Force assumptions into the open
Ask the skill to list assumptions separately, for example:
- Linkerd control plane is already installed
- workloads are HTTP services
- namespace injection is enabled
- service discovery follows standard Kubernetes naming
This is one of the fastest ways to catch advice that looks valid but does not fit your cluster.
Iterate from design to manifests to checks
A good workflow is three passes:
- ask for the recommended Linkerd pattern
- ask for Kubernetes manifests or patches
- ask for validation and rollback checks
Using linkerd-patterns this way improves answer quality because each pass narrows ambiguity before you act.
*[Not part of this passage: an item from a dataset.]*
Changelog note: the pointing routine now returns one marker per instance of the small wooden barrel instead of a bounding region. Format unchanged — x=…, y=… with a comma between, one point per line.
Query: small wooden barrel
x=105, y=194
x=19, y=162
Compare two valid patterns instead of asking for one
For better decision support, ask:
- “Compare service profile plus retries vs plain mTLS-only adoption.”
- “Compare traffic split canary vs simple version cutover.”
- “Compare single-cluster Linkerd now vs multi-cluster-ready design later.”
This gives you tradeoffs, not just a single suggested path.
Correct common weak prompts
Replace:
- “Set up Linkerd.”
With:
- “Using
linkerd-patterns, propose the smallest safe Linkerd rollout for ourDeploymentworkloads in namespacepayments, with automatic mTLS first and traffic splitting later. Include required resources, sequencing, and what we should defer.”
That phrasing improves output because it defines scope, order, and adoption boundaries.
Know the limits of the current skill package
Because the repository evidence shows only one main skill file and no helper assets, improvement mostly comes from better prompting and better environment detail, not from hidden tooling. Treat linkerd-patterns as a compact expert guide: strong for shaping implementation, weaker for platform-specific execution unless you supply the missing context.